Pseudonymising only the `demandeurs` field would be worse than useless — it would
suggest a protection that the raw text immediately defeats.
The publication in the gazette is constitutive, not incidental: it is what opens
the objection window, and the record is legally required to be public. That is a
real argument, and it is not a sufficient one. Publishing a gazette as PDF and
publishing a structured, indexable, forkable corpus are different acts with
different consequences, and we do not treat the first as authorising the second
without conditions. Hence:
- access is **gated**, under the conditions stated on the access form;
- users undertake not to re-identify, enrich, or cross-reference individuals;
- records are **withdrawn on request** — open an issue or contact the maintainer;
- no derived aggregate over named individuals is published here.
If you are building on this dataset, the honest default is to work from the
non-personal fields (location, area, dates, boundaries, references) and to touch
`demandeurs` and `source_text` only when your task genuinely requires them.
## Known limitations
- **Party names are surface forms.** Homonymy and orthographic variation are not
resolved, and the same person may appear under several spellings. Person-level
entity resolution is future work; do not treat a name as an identifier.
- **The `full` labels are parser output** with the per-field quality given
above, not ground truth.
- **The parser is partly tuned to the `gold` set.** Ten corrections were guided
by error analysis on it, so `full`'s quality on unseen notices may be slightly
below the reported figures.
- **The evaluation set is 0.09 % of the corpus**, stratified by type and year
but not by registry office — 70 offices for 198 notices.
- **Coverage is 2020–2026 only.** The gazette has published these notices for
over a century; the earlier record is not included.
- **Bidirectional text.** Identifiers mixing Arabic letters and digits are
stored in *logical* order, which does not match how they render. Reading the
rendering rather than the string reverses them. Both of our annotators made
this error, in opposite directions. Compare strings, not screenshots.
## Licensing
Two distinct layers, and they do not have the same status:
- **The annotations, the extracted fields, the schema and the tooling** are
released by the dataset authors under CC BY 4.0.

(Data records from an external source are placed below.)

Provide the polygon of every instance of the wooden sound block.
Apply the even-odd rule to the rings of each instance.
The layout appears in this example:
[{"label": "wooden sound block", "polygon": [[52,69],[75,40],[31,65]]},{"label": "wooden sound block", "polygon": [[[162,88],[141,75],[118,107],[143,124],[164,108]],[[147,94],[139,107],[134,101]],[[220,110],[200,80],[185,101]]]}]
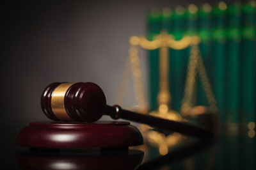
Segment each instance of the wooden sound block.
[{"label": "wooden sound block", "polygon": [[22,169],[137,169],[144,153],[139,150],[102,152],[84,149],[84,151],[44,152],[22,151],[16,153]]},{"label": "wooden sound block", "polygon": [[139,130],[127,121],[30,123],[17,139],[17,144],[46,148],[128,148],[143,144]]}]

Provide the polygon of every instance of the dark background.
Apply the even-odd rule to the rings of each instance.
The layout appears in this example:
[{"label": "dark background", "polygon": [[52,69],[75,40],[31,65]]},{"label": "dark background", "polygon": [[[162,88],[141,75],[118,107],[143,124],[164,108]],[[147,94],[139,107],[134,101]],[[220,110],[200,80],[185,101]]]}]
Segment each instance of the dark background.
[{"label": "dark background", "polygon": [[[115,97],[128,56],[129,38],[145,35],[145,13],[157,7],[215,1],[6,1],[1,4],[1,169],[18,168],[19,131],[48,120],[41,111],[44,89],[56,82],[92,81]],[[227,1],[226,1],[227,2]],[[146,52],[141,51],[147,91]],[[132,105],[131,82],[125,105]],[[108,119],[106,117],[103,119]]]}]

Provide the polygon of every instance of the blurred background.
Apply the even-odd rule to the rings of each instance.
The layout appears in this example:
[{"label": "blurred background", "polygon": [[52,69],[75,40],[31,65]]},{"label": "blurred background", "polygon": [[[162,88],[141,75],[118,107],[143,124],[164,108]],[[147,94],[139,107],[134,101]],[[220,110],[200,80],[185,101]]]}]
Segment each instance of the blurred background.
[{"label": "blurred background", "polygon": [[[233,2],[234,1],[226,1]],[[154,8],[216,1],[8,1],[1,6],[1,162],[15,164],[20,130],[49,120],[41,111],[44,88],[53,82],[93,82],[115,104],[129,39],[147,34],[146,13]],[[148,97],[148,59],[140,51]],[[125,105],[136,104],[132,81]],[[109,120],[104,117],[103,120]]]}]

- **The source text** is an official publication of the Kingdom of Morocco. It
is reproduced here as short extracts of a legal instrument for research
purposes. Its reuse is governed by the terms of the *Bulletin Officiel* and
not by the licence above.
Use of the dataset is additionally subject to the access conditions.
## Contact and withdrawal
To request the withdrawal of a record, or to report an error in an extracted
field, open an issue on this repository or contact the maintainer. Withdrawal
requests concerning personal data are honoured without justification.